Q: I am a veteran and use the VA for some of my health care at the Peoria clinic. I am having problems with my sight and wonder what kind of services are provided for vision care. I know some services, like dental care, are not available for all veterans enrolled in VA Health Care.
A: The Bob Michel VA Community Based Outpatient Clinic (CBOC) is one of three CBOCs in the Illiana VA Medical System that have on-site optometry care. The other two are located at the VA Medical Center in Danville and at the Decatur CBOC. Services range from traditional eye care to managing ocular health, evaluations for traumatic brain injuries, and ocular diseases such as glaucoma, macular degeneration and cataracts.

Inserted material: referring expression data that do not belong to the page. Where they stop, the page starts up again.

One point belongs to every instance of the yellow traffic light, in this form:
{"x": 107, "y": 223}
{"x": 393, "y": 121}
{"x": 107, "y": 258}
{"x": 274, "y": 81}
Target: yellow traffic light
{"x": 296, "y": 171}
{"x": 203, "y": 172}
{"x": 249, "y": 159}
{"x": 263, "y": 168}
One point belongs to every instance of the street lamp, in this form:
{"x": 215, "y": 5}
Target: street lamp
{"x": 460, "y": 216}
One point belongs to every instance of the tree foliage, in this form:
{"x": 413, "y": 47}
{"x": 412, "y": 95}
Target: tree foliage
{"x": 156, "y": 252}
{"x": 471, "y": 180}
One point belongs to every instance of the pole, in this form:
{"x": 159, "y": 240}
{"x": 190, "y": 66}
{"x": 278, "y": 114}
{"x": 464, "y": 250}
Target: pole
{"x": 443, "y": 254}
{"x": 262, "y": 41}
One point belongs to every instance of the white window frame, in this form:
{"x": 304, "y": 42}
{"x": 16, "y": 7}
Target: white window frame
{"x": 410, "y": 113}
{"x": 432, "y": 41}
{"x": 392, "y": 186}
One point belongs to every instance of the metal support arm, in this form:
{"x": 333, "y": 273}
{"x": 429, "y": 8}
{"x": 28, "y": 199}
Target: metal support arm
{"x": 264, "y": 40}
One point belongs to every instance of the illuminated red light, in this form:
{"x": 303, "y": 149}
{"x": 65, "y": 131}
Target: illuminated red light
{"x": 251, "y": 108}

The clinics have also been able to diagnose systemic conditions such as diabetes, hypertension, and sleep apnea.
Veterans with VA medical cards can access the optometry units without a referral. Dial 217-554-3000 or toll free 800-320-8387 and ask for transfer to the Optometry Clinic.
Happy birthday, National Guard
The Massachusetts General Court in Salem issued an order on Dec. 13, 1636, requiring all able-bodied men between 16 and 60 years old to sign up in the first militia on the North American continent, creating a standing Army for protection. With that order, America’s National Guard was born. Service in the Guard may not be a full-time job, but its demands require a lifestyle of commitment and sacrifice. The National Guard today stands as a community cornerstone, just as it did in 1636.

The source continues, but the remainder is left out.